On September 30, the President issued a proclamation designating October as “National Cyber Security Awareness Month.” As I tell everyone I meet, this shouldn’t matter just to geeks like me, the President’s Cyber Coordinator. With our world ever more connected to the Internet – our phones, our tablets, even our cars – cybersecurity matters to everyone.
This October marks the 10th anniversary of our efforts to raise awareness, and we’ve come a long way in the past decade. Yet despite the fact that more people than ever before are aware of cyber threats – such as to personal email accounts, banks, and critical infrastructure – and are working to counter them – through secure passwords and good online awareness – we still have a lot to do. Cyber is one of those challenging areas in which there really is no “done.” Even though the internet feels like it’s been around for a long time, we are still learning as a society about how to operate safely and securely online.
As we think about how to best to do that, one factor about the nature of cyberspace becomes particularly relevant – its borders. Traditionally, many have argued that cyberspace has no borders and that that fact is both a strength – in terms of a free flow of information that drives the economy and supports free speech – and a weakness – in that it also allows malicious actors great freedom of movement.
But I would argue that such an emphasis on borders is misplaced. There are borders and boundaries everywhere in cyberspace; everywhere that networks, routers, servers, devices, and people touch the internet there are borders. Instead, what cyberspace lacks is an interior – there is really no “protected inside” to a network, a space that is far away and insulated from what happens at the edge.
So the very nature of cyberspace and its interconnectedness mean that everything and everyone touches an edge or a border in some fashion.
This reality has profound implications for how we organize ourselves a society to protect ourselves in cyberspace – and how I carry out my role as cybersecurity coordinator. For example, in the physical world, we assign the mission of “border security” to the Federal Government. But if everyone lives at the border in cyberspace, then it’s not physically possible to assign the “border security” mission to just one group or element of our society, even the Federal Government. That means that everyone needs to play a part in protecting our cyber borders.

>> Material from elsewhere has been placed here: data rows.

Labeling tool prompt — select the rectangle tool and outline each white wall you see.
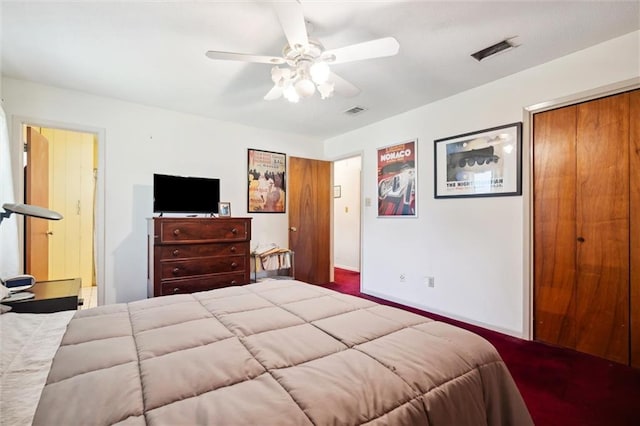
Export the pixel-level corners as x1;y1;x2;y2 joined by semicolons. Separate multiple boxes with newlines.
325;32;640;337
2;78;322;303
333;156;362;271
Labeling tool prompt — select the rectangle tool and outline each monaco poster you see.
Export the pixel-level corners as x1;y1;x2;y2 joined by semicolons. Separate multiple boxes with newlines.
378;140;417;217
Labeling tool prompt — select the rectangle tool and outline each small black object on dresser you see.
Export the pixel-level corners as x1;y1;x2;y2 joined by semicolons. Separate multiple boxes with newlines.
2;278;81;314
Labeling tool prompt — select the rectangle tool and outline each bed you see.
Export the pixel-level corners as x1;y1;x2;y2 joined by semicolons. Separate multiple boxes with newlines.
2;280;532;426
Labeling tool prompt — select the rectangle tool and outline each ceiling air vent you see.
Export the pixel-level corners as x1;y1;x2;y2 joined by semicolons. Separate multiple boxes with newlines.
471;37;518;62
344;106;367;115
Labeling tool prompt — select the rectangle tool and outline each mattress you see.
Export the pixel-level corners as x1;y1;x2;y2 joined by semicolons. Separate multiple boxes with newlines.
0;311;75;426
34;280;532;426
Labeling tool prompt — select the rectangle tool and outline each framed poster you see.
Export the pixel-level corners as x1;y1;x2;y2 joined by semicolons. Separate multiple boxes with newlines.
247;148;287;213
434;123;522;198
218;201;231;217
378;139;418;217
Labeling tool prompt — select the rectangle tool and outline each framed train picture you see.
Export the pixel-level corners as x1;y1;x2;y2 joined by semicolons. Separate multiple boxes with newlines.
434;123;522;198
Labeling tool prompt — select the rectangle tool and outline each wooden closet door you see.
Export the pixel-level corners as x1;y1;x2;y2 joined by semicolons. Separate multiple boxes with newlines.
576;93;629;364
629;90;640;368
533;106;576;348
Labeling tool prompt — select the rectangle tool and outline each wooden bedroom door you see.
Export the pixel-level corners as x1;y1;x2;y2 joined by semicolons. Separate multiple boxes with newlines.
289;157;332;284
533;91;637;364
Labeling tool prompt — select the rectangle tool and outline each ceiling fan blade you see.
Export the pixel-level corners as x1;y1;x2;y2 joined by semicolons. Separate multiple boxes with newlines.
206;50;285;65
322;37;400;64
273;0;309;49
329;72;360;98
264;84;282;101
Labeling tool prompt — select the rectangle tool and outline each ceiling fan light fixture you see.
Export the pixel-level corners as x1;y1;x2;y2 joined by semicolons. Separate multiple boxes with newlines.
271;67;283;84
309;61;331;85
282;84;300;104
294;78;316;98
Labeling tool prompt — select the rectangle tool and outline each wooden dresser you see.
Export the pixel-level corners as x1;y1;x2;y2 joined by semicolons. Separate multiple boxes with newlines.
147;217;251;297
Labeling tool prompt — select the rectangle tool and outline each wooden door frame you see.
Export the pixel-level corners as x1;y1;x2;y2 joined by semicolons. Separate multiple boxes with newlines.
522;78;640;340
10;116;106;305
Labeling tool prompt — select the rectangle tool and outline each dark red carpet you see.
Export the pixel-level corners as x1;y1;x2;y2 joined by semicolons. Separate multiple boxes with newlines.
327;268;640;426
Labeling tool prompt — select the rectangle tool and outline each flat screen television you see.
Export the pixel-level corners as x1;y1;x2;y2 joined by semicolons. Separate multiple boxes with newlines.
153;173;220;213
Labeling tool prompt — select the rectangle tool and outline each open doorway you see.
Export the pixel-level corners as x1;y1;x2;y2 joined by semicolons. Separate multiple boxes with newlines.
333;155;362;282
23;125;98;307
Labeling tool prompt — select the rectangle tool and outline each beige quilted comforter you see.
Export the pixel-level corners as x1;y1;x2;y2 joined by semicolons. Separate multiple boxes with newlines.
34;280;532;426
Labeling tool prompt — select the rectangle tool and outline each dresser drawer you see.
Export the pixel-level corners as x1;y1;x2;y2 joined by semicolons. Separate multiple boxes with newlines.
162;273;246;296
160;256;245;280
159;242;249;261
159;219;250;243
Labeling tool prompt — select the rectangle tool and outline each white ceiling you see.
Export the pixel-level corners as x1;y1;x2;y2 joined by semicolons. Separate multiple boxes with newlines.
1;0;640;138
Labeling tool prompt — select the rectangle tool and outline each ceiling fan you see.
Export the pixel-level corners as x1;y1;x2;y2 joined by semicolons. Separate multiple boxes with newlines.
206;0;400;102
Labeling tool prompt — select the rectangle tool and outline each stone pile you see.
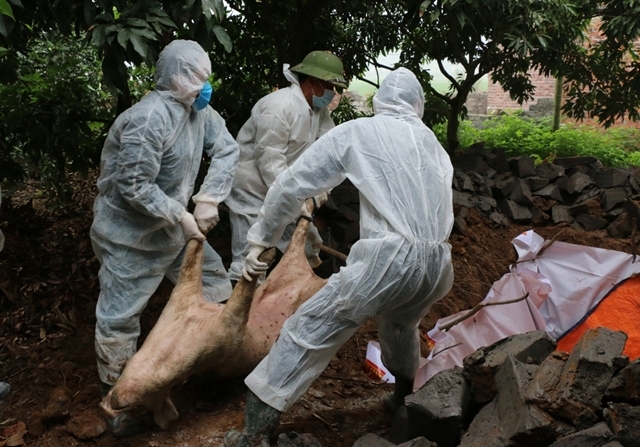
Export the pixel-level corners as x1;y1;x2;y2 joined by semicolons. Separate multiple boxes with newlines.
453;144;640;237
364;328;640;447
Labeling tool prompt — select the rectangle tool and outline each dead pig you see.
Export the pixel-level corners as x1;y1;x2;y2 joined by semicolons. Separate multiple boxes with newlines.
100;208;327;428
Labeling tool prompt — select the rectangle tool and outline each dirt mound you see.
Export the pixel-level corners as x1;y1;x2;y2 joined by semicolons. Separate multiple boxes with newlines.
0;179;631;447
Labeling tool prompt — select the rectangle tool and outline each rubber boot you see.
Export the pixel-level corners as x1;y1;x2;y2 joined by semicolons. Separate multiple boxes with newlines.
100;383;147;438
384;377;413;414
224;390;281;447
0;382;11;400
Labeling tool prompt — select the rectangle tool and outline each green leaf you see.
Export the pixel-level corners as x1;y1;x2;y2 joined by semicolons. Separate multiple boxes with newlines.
0;0;16;19
418;0;431;17
202;0;214;19
125;17;147;28
213;0;226;20
213;25;232;53
130;34;149;59
91;25;105;48
0;14;13;38
131;28;156;40
118;28;131;50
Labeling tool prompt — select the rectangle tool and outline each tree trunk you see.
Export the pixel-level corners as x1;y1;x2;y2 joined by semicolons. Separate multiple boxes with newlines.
553;76;564;131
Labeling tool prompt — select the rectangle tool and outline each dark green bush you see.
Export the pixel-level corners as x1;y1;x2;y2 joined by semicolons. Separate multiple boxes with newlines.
444;113;640;167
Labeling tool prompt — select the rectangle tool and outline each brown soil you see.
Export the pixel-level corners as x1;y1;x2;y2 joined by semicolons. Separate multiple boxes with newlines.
0;178;631;447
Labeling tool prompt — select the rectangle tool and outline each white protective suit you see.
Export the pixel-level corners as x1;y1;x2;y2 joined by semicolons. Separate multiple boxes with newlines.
91;40;238;384
225;65;335;281
245;68;453;411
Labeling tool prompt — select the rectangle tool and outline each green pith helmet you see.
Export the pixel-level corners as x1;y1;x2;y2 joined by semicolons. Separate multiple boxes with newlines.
290;51;348;88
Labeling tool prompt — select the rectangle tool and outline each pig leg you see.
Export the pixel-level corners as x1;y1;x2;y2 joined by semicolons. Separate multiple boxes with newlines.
101;240;275;427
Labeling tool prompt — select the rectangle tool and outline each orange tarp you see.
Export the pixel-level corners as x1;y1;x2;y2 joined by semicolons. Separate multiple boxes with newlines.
557;276;640;360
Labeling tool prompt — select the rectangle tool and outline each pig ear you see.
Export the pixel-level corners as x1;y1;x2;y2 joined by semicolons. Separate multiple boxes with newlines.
258;247;276;264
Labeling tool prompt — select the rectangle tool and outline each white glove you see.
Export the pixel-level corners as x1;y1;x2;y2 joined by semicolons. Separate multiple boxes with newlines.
193;202;220;234
180;212;206;242
242;245;269;281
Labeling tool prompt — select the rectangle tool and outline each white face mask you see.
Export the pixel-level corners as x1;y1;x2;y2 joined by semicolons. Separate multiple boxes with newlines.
311;81;336;109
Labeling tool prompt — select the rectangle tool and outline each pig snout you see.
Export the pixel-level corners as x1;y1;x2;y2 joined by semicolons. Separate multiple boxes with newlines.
100;388;179;429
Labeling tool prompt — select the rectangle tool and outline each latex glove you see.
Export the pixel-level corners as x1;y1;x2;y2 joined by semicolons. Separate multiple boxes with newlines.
193;202;220;234
242;245;269;281
180;212;206;242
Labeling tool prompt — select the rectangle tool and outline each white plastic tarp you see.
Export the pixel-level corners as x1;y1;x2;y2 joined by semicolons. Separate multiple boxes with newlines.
364;230;640;389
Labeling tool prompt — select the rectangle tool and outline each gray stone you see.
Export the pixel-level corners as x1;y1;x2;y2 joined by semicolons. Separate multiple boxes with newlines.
463;331;556;403
453;214;469;234
453;169;476;192
594;169;629;188
509;155;536;178
487;148;509;172
525;351;569;408
553;156;598;169
492;177;515;199
472;196;498;213
551;205;573;224
549;327;627;425
536;163;564;180
489;211;509;228
495;354;555;445
352;433;395;447
67;409;107;441
556;172;593;194
405;367;471;447
388;405;411;444
549;422;614;447
529;206;549;225
453;189;474;208
601;188;627;211
603;402;640;447
398;436;438;447
498;199;531;223
453;150;489;174
469;172;494;197
509;179;533;206
607;213;633;238
459;400;509;447
524;176;549;191
605;359;640;405
576;214;609;231
531;185;564;203
568;203;589;216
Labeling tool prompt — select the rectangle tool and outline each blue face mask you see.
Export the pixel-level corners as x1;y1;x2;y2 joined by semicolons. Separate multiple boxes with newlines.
311;80;336;109
191;81;213;112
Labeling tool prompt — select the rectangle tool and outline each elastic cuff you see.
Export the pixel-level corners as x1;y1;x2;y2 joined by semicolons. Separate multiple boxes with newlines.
191;193;220;206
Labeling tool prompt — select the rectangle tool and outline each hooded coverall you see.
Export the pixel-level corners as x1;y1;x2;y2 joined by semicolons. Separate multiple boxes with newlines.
91;40;238;384
245;68;453;411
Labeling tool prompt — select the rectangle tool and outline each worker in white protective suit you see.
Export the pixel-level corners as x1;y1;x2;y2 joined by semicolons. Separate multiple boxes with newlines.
225;51;347;282
91;40;239;436
225;68;453;447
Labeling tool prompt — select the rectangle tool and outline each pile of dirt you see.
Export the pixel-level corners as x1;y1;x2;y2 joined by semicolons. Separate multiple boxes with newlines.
0;179;631;447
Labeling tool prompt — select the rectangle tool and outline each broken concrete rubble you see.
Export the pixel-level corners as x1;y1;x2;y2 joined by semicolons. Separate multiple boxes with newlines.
380;328;640;447
453;144;640;237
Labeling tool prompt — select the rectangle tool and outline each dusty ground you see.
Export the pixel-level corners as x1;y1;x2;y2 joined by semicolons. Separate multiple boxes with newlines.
0;177;631;447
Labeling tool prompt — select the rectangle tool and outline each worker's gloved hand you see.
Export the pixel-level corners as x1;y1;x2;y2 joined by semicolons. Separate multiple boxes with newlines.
300;192;329;219
314;192;329;211
180;212;206;242
242;245;269;281
193;202;220;234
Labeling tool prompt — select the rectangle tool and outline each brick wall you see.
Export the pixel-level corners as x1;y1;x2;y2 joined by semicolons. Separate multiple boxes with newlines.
487;70;556;114
487;18;640;128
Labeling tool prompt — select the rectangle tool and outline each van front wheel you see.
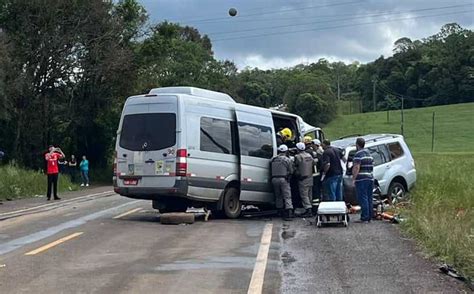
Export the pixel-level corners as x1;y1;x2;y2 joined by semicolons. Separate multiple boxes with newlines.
223;187;242;218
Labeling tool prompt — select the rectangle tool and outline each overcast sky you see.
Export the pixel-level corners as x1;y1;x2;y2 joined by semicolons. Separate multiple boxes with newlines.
140;0;474;69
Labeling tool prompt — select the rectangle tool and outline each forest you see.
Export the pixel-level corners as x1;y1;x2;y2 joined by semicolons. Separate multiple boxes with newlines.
0;0;474;169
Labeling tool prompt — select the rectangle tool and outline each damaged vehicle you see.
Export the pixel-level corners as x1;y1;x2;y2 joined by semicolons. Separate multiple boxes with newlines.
331;134;416;204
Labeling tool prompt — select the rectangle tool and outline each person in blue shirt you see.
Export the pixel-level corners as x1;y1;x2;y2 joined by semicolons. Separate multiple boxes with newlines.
352;138;374;223
79;155;89;187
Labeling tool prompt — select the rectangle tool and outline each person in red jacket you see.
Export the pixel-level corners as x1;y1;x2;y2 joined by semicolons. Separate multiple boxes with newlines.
44;145;66;200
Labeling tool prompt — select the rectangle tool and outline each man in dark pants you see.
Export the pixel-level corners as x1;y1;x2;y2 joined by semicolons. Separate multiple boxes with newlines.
271;144;293;220
44;145;65;200
322;140;343;201
352;138;374;223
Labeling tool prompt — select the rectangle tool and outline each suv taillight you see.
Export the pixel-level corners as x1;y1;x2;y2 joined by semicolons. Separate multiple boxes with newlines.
176;149;188;177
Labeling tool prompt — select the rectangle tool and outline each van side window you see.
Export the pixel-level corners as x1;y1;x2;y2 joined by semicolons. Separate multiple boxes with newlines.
200;117;235;154
387;142;403;160
238;122;273;158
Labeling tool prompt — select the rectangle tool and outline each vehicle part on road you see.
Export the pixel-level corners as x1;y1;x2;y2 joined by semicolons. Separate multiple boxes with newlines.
160;212;195;225
316;201;349;228
388;182;406;204
223;187;242;218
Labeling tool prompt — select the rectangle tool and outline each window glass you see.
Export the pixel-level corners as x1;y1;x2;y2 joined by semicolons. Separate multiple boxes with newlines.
200;117;235;154
379;145;390;162
367;146;386;166
238;122;273;158
387;142;403;160
119;113;176;151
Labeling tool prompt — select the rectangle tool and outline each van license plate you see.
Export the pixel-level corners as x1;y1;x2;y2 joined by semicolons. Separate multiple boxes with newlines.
123;179;138;186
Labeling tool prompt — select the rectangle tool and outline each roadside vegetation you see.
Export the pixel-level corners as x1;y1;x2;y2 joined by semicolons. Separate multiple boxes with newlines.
402;150;474;279
0;165;77;200
324;103;474;153
324;103;474;279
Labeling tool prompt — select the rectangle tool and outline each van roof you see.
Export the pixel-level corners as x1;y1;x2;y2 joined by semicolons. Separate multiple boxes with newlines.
331;134;403;148
149;87;235;103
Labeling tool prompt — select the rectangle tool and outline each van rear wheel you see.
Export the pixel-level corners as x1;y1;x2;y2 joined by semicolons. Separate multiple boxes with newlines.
223;187;242;218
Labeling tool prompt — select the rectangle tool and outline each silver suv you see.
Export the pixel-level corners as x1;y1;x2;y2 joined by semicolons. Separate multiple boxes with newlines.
331;134;416;204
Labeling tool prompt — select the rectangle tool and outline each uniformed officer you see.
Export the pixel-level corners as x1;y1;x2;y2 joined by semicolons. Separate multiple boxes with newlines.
271;144;293;220
295;142;314;217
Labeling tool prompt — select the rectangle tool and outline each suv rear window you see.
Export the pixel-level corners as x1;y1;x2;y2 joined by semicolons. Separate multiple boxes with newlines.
120;113;176;151
387;142;403;160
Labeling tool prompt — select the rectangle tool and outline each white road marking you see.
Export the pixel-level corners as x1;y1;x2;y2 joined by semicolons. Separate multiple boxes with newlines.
113;207;142;219
0;200;142;255
0;191;115;218
247;224;273;294
25;232;84;255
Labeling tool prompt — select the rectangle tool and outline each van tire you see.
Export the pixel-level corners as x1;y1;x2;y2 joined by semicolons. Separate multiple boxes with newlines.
222;187;242;218
387;182;407;204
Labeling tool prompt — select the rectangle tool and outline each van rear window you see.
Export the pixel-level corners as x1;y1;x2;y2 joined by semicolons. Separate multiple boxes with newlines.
120;113;176;151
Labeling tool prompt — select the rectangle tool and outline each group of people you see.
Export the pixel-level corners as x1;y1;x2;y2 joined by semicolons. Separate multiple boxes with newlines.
271;128;373;222
44;145;89;200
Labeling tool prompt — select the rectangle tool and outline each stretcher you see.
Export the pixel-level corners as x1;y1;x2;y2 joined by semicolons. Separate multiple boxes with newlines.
316;201;349;228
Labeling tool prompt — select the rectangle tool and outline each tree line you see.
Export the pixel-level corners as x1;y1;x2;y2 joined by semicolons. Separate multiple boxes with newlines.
0;0;474;168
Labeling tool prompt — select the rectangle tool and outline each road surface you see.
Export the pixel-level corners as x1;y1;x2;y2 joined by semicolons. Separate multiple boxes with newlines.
0;188;465;293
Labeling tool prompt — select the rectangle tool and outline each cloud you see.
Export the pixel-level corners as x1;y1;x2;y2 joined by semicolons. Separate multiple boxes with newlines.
141;0;474;69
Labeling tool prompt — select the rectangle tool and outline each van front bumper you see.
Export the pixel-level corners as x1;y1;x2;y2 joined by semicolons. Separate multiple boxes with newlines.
114;180;188;200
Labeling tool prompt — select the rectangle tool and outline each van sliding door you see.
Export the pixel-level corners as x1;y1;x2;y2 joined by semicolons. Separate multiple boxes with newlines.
235;105;276;203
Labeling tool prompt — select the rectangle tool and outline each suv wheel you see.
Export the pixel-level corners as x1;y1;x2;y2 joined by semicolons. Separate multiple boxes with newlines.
388;182;406;204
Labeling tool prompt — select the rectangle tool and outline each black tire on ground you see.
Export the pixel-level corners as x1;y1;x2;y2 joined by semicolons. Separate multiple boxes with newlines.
160;212;195;225
153;200;188;213
223;187;242;218
387;182;406;203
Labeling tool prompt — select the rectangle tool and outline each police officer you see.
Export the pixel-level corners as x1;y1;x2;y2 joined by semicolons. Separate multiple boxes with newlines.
295;142;314;217
312;139;324;201
271;144;293;220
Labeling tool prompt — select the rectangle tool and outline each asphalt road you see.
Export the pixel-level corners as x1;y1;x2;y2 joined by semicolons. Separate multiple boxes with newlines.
0;188;465;293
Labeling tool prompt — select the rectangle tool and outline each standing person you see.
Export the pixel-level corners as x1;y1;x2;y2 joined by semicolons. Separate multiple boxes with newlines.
312;139;324;201
44;145;65;200
79;155;89;187
68;154;77;183
322;139;343;201
295;142;314;217
271;144;293;221
352;138;374;223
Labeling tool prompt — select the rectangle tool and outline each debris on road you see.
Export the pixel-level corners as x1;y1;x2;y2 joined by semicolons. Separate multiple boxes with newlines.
160;212;195;225
439;263;474;290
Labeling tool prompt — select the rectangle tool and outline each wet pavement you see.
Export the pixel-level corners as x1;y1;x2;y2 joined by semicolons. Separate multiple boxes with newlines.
0;187;465;293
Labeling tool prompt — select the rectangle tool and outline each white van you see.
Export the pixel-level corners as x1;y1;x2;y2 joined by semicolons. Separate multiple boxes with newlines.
114;87;323;218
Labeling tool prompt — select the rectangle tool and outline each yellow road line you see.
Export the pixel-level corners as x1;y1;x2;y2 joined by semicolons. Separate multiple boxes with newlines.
114;207;142;218
25;232;84;255
247;224;273;294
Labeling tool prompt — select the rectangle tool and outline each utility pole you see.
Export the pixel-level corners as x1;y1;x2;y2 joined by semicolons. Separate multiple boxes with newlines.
372;78;377;111
400;96;405;136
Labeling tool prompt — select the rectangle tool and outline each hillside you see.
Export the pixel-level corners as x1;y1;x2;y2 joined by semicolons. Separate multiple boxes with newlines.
324;103;474;152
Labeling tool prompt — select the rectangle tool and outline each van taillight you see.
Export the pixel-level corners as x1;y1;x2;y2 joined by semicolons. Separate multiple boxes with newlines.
176;149;188;177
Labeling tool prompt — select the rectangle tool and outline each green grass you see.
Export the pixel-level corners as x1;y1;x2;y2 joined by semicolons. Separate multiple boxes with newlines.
324;103;474;279
403;152;474;279
0;165;77;200
324;103;474;152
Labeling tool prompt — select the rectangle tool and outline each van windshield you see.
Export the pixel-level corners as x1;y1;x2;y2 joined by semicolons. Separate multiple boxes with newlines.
120;113;176;151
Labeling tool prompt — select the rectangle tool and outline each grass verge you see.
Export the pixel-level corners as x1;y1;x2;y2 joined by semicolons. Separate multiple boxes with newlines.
0;165;77;200
402;153;474;279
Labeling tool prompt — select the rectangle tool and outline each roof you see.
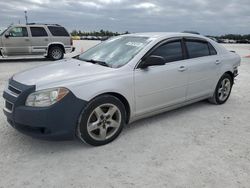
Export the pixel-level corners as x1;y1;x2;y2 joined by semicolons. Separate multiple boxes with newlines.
129;32;205;38
11;23;61;27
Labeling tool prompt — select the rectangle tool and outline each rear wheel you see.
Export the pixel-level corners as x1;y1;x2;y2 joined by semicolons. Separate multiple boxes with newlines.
77;95;126;146
209;73;233;104
49;46;64;60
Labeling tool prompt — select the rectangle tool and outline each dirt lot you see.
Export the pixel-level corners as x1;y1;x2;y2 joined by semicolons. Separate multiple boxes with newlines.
0;41;250;188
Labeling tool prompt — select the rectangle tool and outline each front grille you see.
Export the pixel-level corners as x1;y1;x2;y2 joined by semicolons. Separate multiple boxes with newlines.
5;101;14;112
8;85;22;96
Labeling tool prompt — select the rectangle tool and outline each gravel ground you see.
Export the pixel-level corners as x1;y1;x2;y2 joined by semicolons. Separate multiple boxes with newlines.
0;41;250;188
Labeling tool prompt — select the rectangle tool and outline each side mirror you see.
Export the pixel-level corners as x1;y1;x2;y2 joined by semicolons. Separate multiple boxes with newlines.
4;33;10;38
140;55;166;69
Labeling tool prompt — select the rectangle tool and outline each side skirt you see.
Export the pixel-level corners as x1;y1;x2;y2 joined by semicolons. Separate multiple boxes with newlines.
129;95;210;123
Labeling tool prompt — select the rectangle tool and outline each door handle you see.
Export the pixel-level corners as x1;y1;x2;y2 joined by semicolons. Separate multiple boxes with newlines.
178;66;187;72
215;60;221;65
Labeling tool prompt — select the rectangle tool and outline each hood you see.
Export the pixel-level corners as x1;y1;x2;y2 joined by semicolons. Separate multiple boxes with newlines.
13;59;115;86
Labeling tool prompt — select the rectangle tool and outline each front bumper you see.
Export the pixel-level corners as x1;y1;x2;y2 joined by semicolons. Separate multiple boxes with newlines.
3;80;87;140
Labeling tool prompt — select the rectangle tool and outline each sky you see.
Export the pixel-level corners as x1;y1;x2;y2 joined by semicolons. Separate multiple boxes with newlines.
0;0;250;35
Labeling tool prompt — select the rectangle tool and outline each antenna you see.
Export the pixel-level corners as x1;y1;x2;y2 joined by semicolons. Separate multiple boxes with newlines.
24;10;28;25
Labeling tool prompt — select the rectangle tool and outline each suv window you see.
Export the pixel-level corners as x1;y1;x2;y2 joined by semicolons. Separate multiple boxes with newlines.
151;41;183;62
186;40;210;58
208;43;217;55
9;27;28;37
48;26;69;37
30;27;48;37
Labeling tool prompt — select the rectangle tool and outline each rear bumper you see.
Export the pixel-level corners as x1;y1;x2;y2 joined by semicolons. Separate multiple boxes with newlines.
3;78;87;140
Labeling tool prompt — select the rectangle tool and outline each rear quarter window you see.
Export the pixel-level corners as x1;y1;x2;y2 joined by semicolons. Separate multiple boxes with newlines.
186;40;210;58
30;27;48;37
48;26;69;37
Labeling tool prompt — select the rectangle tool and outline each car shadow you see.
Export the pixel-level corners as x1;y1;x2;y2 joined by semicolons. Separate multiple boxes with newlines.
3;101;211;153
0;57;51;63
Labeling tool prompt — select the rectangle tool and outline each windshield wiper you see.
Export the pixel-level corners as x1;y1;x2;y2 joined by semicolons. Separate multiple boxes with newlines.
83;59;110;67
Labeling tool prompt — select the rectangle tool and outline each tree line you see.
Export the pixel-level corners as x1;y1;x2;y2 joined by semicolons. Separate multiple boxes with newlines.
71;29;129;37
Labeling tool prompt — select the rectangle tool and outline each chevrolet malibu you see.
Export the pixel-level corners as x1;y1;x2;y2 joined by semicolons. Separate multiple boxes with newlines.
3;33;240;146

That is why National Cyber Security Awareness Month is so important. We need everyone to understand how to participate in their individual, and our collective, defense. Cybersecurity is a shared responsibility, and we all have a role to play – from the government and law enforcement, to the private sector, to the general public. This united effort is necessary to maintain a cyberspace that is safer and more resilient and that remains a source of tremendous opportunity and growth for years to come. And in the end, we cannot afford to only think about cybersecurity awareness just one month out of the year. We need to be aware of our practices and habits each day, and we must remain focused on meeting the evolving challenges in securing cyberspace.